Muti, «Matrimonio» da favola E a Salisburgo è Napoli-mania

da Salisburgo

Complice il solleone, in questi giorni a Salisburgo si respira un’aria napoletana. Trovi la Napoli da cartolina, ricostruita dai fili di panni penzolanti lungo i vicoli, nei dintorni del quartiere generale del Festival: implacabilmente il numero uno d’Europa. Così come spuntano bancarelle con pietanze latine, mentre canti e assolo di mandolino vestono di mediterraneo le viuzze affollate.
Poi, c’è la Napoli colta, bottega ineguagliata di talenti musicali d’un passato remoto ma pure recente. Come quello incarnato da Riccardo Muti che per il secondo anno consecutivo (accadrà per altri tre) sta portando alla ribalta una serie di spartiti partenopei.
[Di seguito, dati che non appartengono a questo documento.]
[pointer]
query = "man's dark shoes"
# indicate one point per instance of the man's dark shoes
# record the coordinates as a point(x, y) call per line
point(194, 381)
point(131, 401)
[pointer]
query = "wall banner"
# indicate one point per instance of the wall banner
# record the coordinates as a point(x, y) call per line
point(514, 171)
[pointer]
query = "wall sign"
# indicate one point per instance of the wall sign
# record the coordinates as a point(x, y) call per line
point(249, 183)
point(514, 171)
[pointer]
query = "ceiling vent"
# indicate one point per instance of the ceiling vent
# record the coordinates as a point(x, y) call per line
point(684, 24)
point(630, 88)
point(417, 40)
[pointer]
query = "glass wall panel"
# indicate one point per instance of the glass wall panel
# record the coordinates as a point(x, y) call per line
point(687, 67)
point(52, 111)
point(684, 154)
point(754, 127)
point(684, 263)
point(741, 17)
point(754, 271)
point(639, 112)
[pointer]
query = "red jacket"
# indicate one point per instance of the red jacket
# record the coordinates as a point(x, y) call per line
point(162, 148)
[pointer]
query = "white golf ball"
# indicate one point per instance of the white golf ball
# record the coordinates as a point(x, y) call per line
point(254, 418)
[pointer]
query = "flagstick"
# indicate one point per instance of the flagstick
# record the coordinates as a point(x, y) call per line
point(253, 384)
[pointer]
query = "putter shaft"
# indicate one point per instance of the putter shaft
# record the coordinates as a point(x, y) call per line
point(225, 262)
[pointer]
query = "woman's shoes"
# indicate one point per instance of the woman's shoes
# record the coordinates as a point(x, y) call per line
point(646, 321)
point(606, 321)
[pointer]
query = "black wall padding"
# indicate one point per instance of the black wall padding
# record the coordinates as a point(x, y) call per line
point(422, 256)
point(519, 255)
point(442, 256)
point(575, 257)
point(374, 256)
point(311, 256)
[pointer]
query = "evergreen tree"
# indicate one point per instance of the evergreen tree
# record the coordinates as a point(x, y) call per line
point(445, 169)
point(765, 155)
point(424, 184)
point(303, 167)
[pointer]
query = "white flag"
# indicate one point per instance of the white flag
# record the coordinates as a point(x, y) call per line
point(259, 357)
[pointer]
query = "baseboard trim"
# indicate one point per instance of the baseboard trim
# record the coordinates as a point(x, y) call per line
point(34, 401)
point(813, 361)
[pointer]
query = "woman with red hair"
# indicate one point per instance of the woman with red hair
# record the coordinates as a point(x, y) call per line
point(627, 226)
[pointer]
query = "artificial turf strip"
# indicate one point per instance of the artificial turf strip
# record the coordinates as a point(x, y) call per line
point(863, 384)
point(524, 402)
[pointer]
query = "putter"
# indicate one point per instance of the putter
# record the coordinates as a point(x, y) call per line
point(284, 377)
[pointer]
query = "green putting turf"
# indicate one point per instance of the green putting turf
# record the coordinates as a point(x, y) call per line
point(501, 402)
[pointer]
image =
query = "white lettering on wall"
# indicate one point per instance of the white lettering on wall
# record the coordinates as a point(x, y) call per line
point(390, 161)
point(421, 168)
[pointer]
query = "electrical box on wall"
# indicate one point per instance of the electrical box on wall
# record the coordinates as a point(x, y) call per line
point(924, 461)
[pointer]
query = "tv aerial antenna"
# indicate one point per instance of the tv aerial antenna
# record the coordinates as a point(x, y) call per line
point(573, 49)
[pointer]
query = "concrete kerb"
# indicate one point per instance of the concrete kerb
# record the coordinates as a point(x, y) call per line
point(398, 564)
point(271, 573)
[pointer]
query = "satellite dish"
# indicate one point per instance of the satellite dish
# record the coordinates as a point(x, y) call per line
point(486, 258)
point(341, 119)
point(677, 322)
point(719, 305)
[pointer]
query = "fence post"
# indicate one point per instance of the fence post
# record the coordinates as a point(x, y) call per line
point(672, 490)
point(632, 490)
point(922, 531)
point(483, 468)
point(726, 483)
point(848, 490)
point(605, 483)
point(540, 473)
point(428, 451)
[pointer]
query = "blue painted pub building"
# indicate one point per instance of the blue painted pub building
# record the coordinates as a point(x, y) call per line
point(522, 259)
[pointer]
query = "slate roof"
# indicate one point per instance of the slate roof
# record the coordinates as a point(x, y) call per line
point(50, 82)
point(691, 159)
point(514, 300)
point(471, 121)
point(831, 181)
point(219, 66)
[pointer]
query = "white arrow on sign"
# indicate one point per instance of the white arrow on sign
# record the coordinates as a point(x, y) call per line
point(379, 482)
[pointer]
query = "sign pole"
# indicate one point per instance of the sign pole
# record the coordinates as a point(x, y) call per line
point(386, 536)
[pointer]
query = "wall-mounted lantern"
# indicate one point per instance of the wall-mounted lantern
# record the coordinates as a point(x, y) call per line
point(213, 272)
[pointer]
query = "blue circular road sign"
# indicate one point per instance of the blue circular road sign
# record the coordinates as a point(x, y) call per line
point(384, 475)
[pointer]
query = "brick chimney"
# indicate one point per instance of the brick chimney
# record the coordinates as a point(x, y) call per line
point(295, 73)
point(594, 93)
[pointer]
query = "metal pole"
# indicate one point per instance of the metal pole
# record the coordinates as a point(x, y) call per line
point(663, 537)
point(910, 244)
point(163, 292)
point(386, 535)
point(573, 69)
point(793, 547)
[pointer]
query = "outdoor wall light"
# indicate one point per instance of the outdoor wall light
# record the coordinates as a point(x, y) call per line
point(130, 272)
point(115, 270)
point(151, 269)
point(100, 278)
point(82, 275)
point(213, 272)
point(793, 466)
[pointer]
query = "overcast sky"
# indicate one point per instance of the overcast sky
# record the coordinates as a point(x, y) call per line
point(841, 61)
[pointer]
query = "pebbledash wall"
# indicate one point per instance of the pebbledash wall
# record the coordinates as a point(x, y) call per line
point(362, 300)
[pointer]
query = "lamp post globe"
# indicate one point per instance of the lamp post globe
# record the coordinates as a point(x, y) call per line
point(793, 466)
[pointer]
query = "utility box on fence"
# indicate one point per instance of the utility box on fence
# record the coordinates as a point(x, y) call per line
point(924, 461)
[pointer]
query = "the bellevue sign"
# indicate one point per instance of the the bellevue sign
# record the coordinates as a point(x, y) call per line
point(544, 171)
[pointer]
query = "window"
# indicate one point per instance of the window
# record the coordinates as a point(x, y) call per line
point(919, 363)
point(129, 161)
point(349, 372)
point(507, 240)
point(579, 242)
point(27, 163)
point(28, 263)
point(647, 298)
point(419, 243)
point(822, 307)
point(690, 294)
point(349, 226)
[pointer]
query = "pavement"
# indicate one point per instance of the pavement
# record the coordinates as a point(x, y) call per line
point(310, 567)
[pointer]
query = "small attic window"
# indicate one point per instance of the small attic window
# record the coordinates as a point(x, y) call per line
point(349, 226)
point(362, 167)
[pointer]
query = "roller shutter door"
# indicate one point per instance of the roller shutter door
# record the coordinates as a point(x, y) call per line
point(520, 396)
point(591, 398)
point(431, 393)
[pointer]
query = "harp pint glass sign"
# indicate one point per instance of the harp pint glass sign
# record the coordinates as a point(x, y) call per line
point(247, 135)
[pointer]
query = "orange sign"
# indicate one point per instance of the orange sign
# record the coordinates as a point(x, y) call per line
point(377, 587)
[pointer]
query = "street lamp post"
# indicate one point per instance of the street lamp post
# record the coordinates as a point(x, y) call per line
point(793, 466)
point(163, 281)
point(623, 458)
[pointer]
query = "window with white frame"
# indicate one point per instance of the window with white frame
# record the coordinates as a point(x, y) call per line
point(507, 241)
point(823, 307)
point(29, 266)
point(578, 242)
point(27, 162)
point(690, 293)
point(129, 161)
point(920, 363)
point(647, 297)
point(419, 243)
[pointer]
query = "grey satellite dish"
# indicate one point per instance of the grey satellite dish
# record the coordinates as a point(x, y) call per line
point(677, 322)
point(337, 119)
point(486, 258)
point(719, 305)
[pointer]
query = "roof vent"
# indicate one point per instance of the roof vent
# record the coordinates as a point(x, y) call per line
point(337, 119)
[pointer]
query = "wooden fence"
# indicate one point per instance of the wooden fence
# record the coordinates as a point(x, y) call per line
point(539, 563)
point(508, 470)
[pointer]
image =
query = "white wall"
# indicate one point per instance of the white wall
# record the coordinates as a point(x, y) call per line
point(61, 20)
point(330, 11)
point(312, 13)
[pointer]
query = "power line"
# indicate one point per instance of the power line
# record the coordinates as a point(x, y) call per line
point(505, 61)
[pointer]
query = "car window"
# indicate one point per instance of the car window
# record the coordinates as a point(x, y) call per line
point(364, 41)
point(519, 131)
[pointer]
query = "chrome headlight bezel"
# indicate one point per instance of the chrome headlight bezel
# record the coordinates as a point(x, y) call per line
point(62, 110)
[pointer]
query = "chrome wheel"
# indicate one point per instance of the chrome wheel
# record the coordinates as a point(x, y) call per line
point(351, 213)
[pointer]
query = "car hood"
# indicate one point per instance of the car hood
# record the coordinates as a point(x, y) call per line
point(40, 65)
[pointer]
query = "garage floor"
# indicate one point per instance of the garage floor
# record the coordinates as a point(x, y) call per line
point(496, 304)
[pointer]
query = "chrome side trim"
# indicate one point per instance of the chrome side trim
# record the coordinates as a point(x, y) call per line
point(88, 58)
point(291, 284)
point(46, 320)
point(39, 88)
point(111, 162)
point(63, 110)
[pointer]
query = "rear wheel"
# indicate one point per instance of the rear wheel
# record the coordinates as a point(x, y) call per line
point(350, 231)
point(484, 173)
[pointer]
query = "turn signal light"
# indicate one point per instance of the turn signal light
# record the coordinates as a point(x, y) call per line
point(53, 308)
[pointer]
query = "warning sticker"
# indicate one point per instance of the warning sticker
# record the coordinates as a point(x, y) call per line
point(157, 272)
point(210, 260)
E ciò, proprio a Salisburgo, durante il Festival di Pentecoste ormai registrato con il marchio: «Napoli, metropoli della Memoria». Una manifestazione che «è un biglietto da visita significativo per l’immagine di Napoli e dell’Italia», ha scritto Berlusconi a Muti.
Frugando negli archivi della Biblioteca napoletana, Muti ha portato allo scoperto la partitura de Il matrimonio inaspettato, dramma giocoso di Giovanni Paisiello che venerdì ha aperto le quattro giornate del Festival. Nella buca c’era l’orchestra Cherubini, al giro di boa: da luglio, scaduti gli anni di formazione con Muti, la compagine cambia volto con l’ingresso dei nuovi ragazzi per i quali già si sta mettendo a punto un programma di concerti. Spicca, per il 2009, il Demofoonte di Jommelli, a Salisburgo, Parigi e Ravenna. Fermo restando che, «l’obiettivo non è andare in giro per il mondo, ma imparare a stare eticamente in orchestra», rimarca Muti. Che allo scadere del quarantesimo anno di attività, ammette di non dirigere da un pezzo «per fare carriera, un nome credo di essermelo creato. Ora voglio fare qualcosa per gli altri». Quindi, nonostante le dieci settimane immolate alla Chicago Symphony, che dal 2010 lo avrà direttore stabile, quelle con la New York Philharmonic e i Wiener (i complessi che più di tutti tengono banco nell’agenda mutiana), il lavoro con la Cherubini non farà una piega. Immutate qualità e quantità di impegno: «Non voglio assistenti. Non credo nel direttore che arriva, fa il lavoro di pulizia e poi giunge l’artista», spiega.
Venerdì, la giocosità di Paisiello, lieve e sempre a un passo dal languore, ha conquistato Salisburgo che per tredici minuti ha applaudito, chiamato e richiamato gli artisti al proscenio scandendo - con erre germanica – i bravo ormai di prammatica. Ovviamente indirizzati a Muti: in Austria, a prescindere dall’orchestra che diriga, raccoglie un successo personale. Il matrimonio di Paisiello è un inaspettato gioiello di grazia, una miniera di arguzie, di sussurri e impeti aristocraticamente contenuti. Muti, poi, vuole un’orchestra tutta sulla parola, che sappia disegnare lunghi archi cantanti ma anche frantumarsi in una pioggerella di umoristici staccati: tutt’uno con le voci (qui la difficoltà della partitura). Troneggia il personaggio di Tulipano affidato a Nicola Alaimo, è in altalena fra canzonatura e malinconia sottile il Giorgino di Markus Werba: una faccia da schiaffi, nel senso che – come da regia - le busca dall’inizio alla fine dal padre, il vecchio Tulipano. Vezzosa la Vespina di Alessia Nadin, vero motore della vicenda, e nobile la Marchesa di Marie-Claude Chappuis. Solisti più la massa del solido Bachchor di Salisburgo che si muovono in una scena (di Sergio Tramonti) dominata da due case mobili in mattoncini rossi e pochi altri oggetti. La delicatezza del porgere musicale non sempre ha trovato corrispondenza nella regia di Andrea De Rosa che ai messaggi in codice di Paisiello e del librettista Piero Chiari preferisce il chiarimento e la sottolineatura.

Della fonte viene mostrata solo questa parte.